Abstract
Abstract. Baseflow recession analysis and groundwater dating have up to now developed as two distinct branches of hydrogeology and have been used to solve entirely different problems. We show that by combining two classical models, namely the Boussinesq equation describing spring baseflow recession, and the exponential piston-flow model used in groundwater dating studies, the parameters describing the transit time distribution of an aquifer can be in some cases estimated to a far more accurate degree than with the latter alone. Under the assumption that the aquifer basis is sub-horizontal, the mean transit time of water in the saturated zone can be estimated from spring baseflow recession. This provides an independent estimate of groundwater transit time that can refine those obtained from tritium measurements. The approach is illustrated in a case study predicting atrazine concentration trend in a series of springs draining the fractured-rock aquifer known as the Luxembourg Sandstone. A transport model calibrated on tritium measurements alone predicted different times to trend reversal following the nationwide ban on atrazine in 2005 with different rates of decrease. For some of the springs, the actual time of trend reversal and the rate of change agreed extremely well with the model calibrated using both tritium measurements and the recession of spring discharge during the dry season.

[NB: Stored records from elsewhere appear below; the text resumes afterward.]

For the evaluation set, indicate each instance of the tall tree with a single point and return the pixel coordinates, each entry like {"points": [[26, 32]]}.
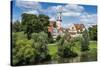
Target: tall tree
{"points": [[85, 40], [93, 32], [16, 26], [33, 23]]}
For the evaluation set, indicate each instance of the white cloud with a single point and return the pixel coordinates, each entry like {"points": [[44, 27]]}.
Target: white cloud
{"points": [[32, 12], [88, 18], [71, 14], [28, 5], [67, 10], [52, 19]]}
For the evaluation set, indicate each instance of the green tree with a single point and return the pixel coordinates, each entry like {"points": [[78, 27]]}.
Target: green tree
{"points": [[93, 32], [85, 41], [65, 46], [16, 26], [40, 46], [33, 23]]}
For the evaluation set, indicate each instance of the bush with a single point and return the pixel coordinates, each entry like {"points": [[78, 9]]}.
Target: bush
{"points": [[65, 46], [40, 46], [85, 41], [23, 53]]}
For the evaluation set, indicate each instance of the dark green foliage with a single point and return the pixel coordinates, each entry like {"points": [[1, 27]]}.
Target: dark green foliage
{"points": [[85, 41], [22, 50], [40, 46], [33, 23], [93, 32], [50, 38], [65, 46], [16, 26]]}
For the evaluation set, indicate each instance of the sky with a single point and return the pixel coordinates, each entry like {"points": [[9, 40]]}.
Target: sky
{"points": [[71, 13]]}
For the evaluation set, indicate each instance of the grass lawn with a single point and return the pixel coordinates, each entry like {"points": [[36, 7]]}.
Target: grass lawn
{"points": [[53, 48]]}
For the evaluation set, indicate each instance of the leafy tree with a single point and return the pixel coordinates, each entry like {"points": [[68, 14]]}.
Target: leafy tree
{"points": [[16, 26], [33, 23], [93, 32], [23, 53], [65, 46], [85, 40], [40, 46]]}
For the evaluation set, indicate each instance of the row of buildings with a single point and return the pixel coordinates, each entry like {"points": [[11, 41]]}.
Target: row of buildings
{"points": [[74, 30]]}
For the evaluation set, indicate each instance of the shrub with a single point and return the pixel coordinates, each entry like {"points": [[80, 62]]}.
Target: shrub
{"points": [[23, 53], [65, 46], [85, 41]]}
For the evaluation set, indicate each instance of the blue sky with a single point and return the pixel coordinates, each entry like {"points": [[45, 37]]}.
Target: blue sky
{"points": [[71, 13]]}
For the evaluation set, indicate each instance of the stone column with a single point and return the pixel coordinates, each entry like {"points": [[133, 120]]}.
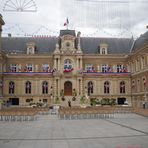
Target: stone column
{"points": [[55, 65], [59, 64]]}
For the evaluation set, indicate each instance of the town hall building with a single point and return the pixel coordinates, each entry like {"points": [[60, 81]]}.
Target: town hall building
{"points": [[69, 67]]}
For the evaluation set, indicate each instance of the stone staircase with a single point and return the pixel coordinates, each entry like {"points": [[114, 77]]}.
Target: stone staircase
{"points": [[73, 103]]}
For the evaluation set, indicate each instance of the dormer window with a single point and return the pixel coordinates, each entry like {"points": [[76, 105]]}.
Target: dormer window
{"points": [[103, 49], [30, 48]]}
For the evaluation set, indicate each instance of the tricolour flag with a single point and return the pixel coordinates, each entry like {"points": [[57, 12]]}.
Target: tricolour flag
{"points": [[66, 23]]}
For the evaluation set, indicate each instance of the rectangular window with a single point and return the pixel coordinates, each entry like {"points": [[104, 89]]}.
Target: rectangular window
{"points": [[13, 68], [29, 67], [119, 68], [104, 68], [89, 67], [45, 67]]}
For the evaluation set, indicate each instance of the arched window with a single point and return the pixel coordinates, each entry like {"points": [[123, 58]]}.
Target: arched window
{"points": [[103, 51], [68, 65], [11, 87], [45, 87], [122, 87], [28, 87], [90, 88], [106, 87], [144, 83]]}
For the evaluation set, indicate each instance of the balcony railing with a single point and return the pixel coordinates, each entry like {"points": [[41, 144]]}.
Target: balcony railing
{"points": [[27, 73]]}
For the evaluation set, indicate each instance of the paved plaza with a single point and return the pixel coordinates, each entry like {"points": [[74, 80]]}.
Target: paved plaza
{"points": [[124, 131]]}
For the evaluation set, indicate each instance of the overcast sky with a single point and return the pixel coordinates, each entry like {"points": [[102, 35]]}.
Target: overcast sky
{"points": [[108, 18]]}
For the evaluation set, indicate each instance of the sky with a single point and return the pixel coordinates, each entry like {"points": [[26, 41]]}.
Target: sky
{"points": [[94, 18]]}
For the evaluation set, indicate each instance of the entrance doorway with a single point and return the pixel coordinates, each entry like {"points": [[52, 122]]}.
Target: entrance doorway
{"points": [[121, 101], [67, 88], [14, 101]]}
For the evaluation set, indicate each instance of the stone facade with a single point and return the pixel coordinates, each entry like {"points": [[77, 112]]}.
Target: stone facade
{"points": [[68, 71]]}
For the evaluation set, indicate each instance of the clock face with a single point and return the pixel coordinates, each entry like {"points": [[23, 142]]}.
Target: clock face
{"points": [[67, 44]]}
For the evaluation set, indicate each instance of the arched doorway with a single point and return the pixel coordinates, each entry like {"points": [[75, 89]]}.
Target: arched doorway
{"points": [[121, 101], [67, 88]]}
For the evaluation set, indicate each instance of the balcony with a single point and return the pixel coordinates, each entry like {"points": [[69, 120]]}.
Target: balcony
{"points": [[106, 73], [27, 73]]}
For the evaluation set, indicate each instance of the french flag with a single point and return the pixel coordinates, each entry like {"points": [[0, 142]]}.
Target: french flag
{"points": [[66, 23]]}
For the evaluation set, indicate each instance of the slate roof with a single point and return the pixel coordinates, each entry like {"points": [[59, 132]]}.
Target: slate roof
{"points": [[140, 41], [67, 32], [89, 45], [18, 44]]}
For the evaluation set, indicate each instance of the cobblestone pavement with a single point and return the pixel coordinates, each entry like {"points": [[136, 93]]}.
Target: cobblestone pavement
{"points": [[124, 131]]}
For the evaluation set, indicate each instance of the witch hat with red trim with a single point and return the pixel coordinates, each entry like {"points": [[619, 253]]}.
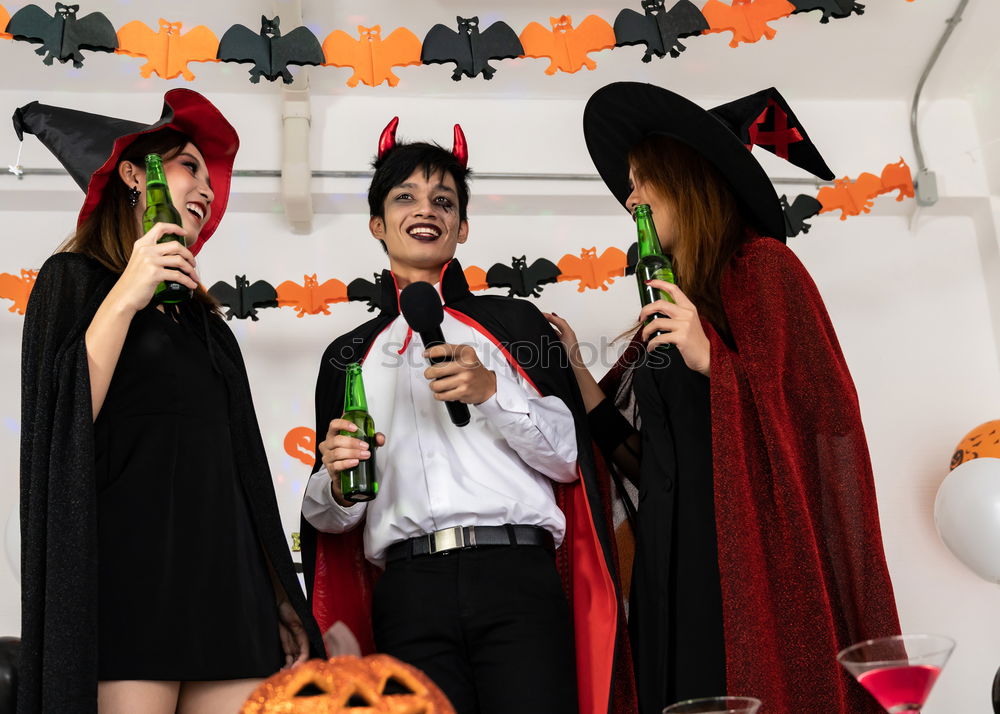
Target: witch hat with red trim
{"points": [[89, 145], [619, 115]]}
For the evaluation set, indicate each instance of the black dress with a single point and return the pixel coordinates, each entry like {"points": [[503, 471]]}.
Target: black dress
{"points": [[184, 591], [675, 610]]}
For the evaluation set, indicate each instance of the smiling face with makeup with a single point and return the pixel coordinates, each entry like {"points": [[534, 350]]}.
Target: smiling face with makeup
{"points": [[189, 184], [420, 225]]}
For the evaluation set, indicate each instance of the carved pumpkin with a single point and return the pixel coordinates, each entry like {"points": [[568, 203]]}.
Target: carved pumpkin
{"points": [[348, 684], [983, 441]]}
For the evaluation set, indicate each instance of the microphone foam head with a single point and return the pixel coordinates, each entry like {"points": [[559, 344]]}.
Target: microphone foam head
{"points": [[421, 306]]}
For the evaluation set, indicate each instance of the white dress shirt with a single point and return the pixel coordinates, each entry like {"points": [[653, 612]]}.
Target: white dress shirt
{"points": [[433, 474]]}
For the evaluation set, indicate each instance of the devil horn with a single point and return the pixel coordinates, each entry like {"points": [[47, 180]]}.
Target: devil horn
{"points": [[460, 148], [388, 139]]}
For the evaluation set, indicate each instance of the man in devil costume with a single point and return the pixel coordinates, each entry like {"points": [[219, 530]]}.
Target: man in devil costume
{"points": [[473, 525]]}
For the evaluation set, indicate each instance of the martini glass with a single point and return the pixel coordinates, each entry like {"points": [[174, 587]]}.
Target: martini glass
{"points": [[715, 705], [898, 671]]}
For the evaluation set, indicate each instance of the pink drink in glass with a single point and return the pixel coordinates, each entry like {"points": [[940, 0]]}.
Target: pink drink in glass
{"points": [[900, 689]]}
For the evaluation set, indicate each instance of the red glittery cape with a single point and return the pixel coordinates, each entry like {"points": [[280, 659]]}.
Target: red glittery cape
{"points": [[802, 568]]}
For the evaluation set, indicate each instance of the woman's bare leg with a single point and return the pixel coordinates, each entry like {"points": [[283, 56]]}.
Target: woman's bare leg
{"points": [[131, 696], [215, 697]]}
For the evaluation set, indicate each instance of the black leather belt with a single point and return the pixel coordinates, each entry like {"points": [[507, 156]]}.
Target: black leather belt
{"points": [[461, 537]]}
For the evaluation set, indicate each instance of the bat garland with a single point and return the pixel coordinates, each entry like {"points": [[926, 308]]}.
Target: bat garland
{"points": [[62, 36], [591, 271]]}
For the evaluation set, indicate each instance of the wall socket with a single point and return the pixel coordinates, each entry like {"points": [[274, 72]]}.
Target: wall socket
{"points": [[925, 187]]}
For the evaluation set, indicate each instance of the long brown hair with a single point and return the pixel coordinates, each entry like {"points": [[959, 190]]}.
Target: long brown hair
{"points": [[708, 225], [111, 229]]}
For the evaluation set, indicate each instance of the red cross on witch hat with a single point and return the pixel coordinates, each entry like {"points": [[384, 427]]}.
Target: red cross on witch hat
{"points": [[618, 116]]}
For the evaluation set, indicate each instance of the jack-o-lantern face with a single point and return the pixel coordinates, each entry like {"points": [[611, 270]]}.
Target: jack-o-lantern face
{"points": [[983, 441], [349, 685]]}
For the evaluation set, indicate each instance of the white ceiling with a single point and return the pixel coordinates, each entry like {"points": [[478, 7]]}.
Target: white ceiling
{"points": [[877, 55]]}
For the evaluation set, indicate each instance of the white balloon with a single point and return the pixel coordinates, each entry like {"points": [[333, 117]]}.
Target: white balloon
{"points": [[12, 542], [967, 515]]}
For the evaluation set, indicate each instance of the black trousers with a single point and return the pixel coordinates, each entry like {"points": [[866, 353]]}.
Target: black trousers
{"points": [[490, 626]]}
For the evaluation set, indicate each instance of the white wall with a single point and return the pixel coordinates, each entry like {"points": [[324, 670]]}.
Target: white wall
{"points": [[916, 310]]}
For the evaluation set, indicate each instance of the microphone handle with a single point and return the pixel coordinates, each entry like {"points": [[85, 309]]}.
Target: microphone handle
{"points": [[458, 411]]}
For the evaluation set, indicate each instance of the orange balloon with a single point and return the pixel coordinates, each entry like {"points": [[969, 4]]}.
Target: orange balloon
{"points": [[983, 441]]}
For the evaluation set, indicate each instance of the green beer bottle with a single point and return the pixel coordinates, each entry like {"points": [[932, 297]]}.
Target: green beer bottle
{"points": [[652, 264], [358, 483], [160, 209]]}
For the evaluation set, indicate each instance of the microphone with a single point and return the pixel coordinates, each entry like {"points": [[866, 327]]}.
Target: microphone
{"points": [[421, 308]]}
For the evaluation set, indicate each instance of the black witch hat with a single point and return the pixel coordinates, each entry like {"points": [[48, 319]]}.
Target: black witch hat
{"points": [[619, 115], [89, 145]]}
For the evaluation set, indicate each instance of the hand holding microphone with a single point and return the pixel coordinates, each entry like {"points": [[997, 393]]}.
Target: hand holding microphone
{"points": [[458, 377]]}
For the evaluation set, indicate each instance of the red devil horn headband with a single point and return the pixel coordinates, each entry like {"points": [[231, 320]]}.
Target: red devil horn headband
{"points": [[387, 142], [460, 149], [388, 139]]}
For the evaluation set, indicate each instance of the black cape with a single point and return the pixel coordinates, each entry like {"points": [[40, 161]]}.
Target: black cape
{"points": [[58, 664], [339, 579]]}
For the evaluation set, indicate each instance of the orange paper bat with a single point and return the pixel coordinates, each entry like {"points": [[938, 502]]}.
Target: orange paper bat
{"points": [[592, 271], [851, 198], [17, 288], [476, 278], [565, 45], [300, 443], [4, 19], [897, 177], [167, 50], [311, 297], [746, 19], [371, 56]]}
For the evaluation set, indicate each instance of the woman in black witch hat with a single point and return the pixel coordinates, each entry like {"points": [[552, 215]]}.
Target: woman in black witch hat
{"points": [[155, 573], [758, 550]]}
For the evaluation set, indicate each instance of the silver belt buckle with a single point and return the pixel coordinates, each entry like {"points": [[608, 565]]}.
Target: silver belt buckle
{"points": [[447, 539]]}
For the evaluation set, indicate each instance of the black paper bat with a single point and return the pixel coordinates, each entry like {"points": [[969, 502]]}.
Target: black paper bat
{"points": [[631, 258], [469, 48], [522, 280], [270, 51], [804, 206], [244, 299], [659, 29], [63, 35], [361, 290], [831, 8]]}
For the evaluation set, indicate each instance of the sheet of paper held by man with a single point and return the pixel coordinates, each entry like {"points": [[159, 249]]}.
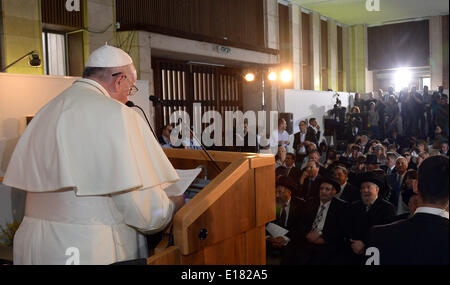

The agreement between predicted and observed values was however poorer for the springs displaying the most gentle recessions, possibly indicating a stronger influence of continuous groundwater recharge during the summer months.
Highlights
Spring baseflow recession analysis has a long history in hydrology, starting more than a century ago when Boussinesq and Maillet proposed using quadratic or exponential laws to describe spring recession (Boussinesq, 1904; Maillet, 1905)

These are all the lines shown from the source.